Further, building a foundation for STEAM education at an early age – and continuing to foster that growth throughout higher education – will help fill gaps in employment, while radically shifting innovation cycles and facilitating economic growth.
Q: What needs to happen to make 3D printing go mainstream?
A: Most 3D printing processes are far too cumbersome for students and teachers, prohibiting widespread adoption of a technology that offers a hands-on, interdisciplinary approach to education.
For 3D printing to go mainstream, there needs to be adoption by educators on a broad scale to help; the technology needs to be easy to use; and it needs to be available at low cost.

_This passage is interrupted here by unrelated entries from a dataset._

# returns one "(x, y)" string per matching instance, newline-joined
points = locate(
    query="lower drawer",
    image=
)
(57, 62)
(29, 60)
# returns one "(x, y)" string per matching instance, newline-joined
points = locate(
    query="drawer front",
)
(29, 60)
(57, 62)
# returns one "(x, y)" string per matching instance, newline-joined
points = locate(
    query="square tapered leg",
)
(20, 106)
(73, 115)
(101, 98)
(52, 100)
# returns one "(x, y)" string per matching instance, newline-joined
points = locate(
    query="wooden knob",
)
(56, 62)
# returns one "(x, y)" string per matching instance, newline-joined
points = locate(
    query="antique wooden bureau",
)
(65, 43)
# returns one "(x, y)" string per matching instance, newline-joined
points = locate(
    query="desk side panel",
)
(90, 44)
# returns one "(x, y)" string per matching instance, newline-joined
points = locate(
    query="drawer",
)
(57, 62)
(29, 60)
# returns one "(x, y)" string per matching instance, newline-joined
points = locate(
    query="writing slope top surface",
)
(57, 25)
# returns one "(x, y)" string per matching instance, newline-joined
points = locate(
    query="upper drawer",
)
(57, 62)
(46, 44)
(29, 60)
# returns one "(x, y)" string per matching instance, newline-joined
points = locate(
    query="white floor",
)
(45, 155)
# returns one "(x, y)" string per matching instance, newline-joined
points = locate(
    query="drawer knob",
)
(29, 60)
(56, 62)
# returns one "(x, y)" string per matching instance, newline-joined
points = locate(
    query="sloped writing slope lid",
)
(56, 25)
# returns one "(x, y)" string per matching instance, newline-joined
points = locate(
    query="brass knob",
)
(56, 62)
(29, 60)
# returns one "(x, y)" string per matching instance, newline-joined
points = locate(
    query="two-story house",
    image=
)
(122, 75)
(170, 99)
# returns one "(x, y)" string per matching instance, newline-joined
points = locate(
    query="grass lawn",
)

This is an issue being addressed by a growing community of educators and thought leaders determined to get students everywhere exposed to 3D printing. This effort includes “teaching the teachers” about 3D printing and how they can help students put 3D printing into practice by incorporating 3D printing into their own curricula. By giving students application-specific (and real-world) experience, they are able to not only thrive in the classroom, but are inspired to challenge the status quo in ways never before thought possible.
My final thoughts
As a parent, what can you do to ensure your school incorporates new technologies like 3D printing into their curriculum?
First, talk with your superintendent and tech department heads about what kind of technology innovations and tools they plan to introduce. 3D printing is just one technology– there are many other tools and platforms available.
Second, find out if your school has access to grant funds available through local organizations. Many towns have foundations that raise private funds to support student and teacher enrichment and education. Talk with your foundation about their plans for supporting technology innovation.
Finally, investigate DonorsChoose.org, an online charity that funds classroom projects at public schools. By applying for a donation, you can get technologies, like 3D printers, for the classroom.
About AJ Perez
AJ (Alfonso) Perez is the co-founder and CEO of Boston-based NVBOTS, the manufacturer of the world’s first fully-automated, cloud-connected 3D printer. AJ holds a BS in Mechanical Engineering ’13 and Masters of Engineering in Manufacturing ’14 from the Massachusetts Institute of Technology. AJ has developed and taught several classes during his career. Most recently, he co-developed the first graduate-level 3D printing class for the department of Mechanical Engineering at the Massachusetts Institute of Technology.